Making the source code utf-8

Wed Feb 8 19:42:58 UTC 2023

On 2023-02-07 19:00, Stuart Marks wrote:

> Hi, working toward UTF-8 generally sounds like a good idea.
>
> In particular, declaring to git and to javac that files are in UTF-8 
> makes good sense, in order to reduce undefined behavior.
>
> I think the issue raised here is that we don't want to allow 
> uncontrolled use of non-ASCII UTF-8, so for the most part source files 
> should be ASCII. What files aren't ASCII? Certainly, localized 
> properties files are not. Are there others? Figuring out why files 
> aren't pure ASCII might help determine how to check and enforce some 
> policy. Also, what files aren't in UTF-8? That would be interesting to 
> know as well.
>
I think you hit the nail on the head. We only want "controlled" use of 
non-ASCII.

A first step towards this is understanding what files we have today that 
are non-ASCII. I made a script some years ago that went through the repo 
and reported non-ASCII files (this is not as trivial as it sounds, since 
with too much non-ASCII characters files start looking like binaries, 
and binary files are of course allowed to have non-ASCII characters in 
them). I need to dig up that script, make another pass over the code 
base, and classify what kind of non-ASCII files we have.

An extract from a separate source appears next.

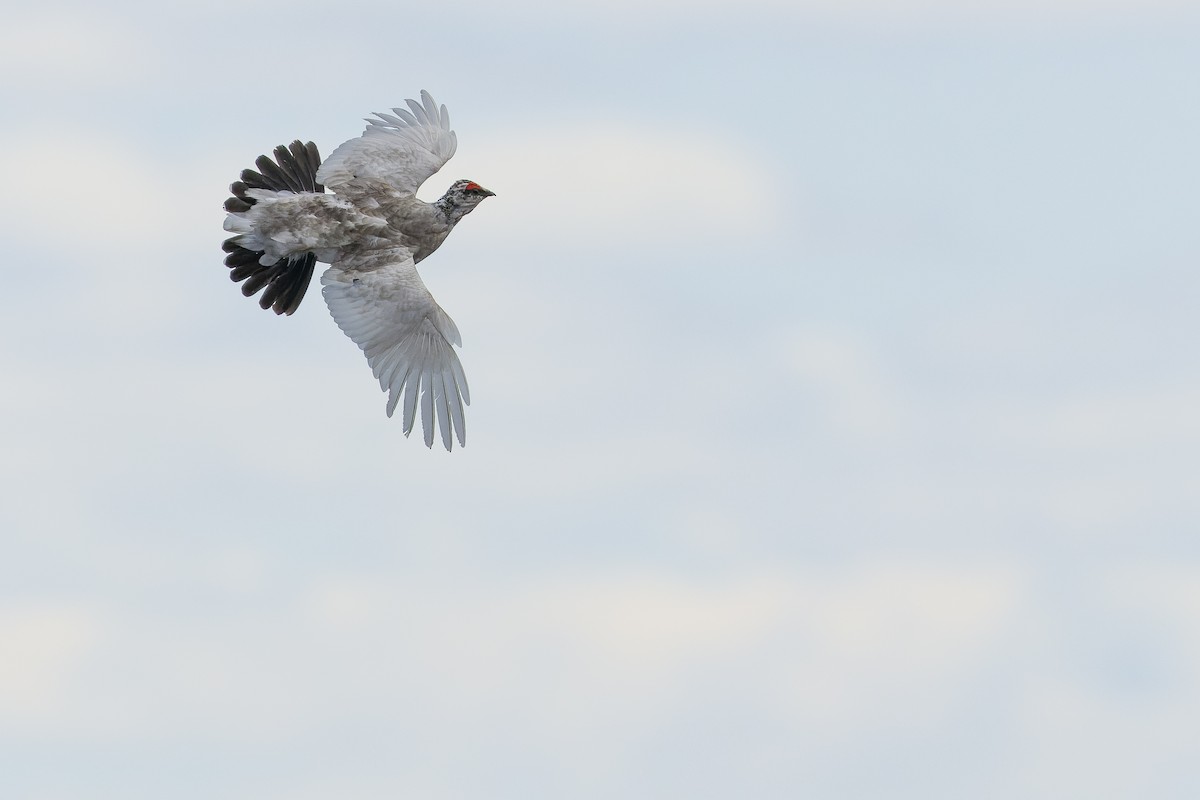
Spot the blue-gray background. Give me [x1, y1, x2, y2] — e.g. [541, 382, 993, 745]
[0, 0, 1200, 800]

> Using name patterns to enforce ASCII on a subset of files might not be 
> too bad. Files with suffixes like .java, .cpp, .hpp are clearly source 
> code and should be ASCII. (I'd be interested in hearing if there are 
> any exceptions to this rule.) Files with other extensions, such as 
> .properties or other various metadata, could be non-ASCII. 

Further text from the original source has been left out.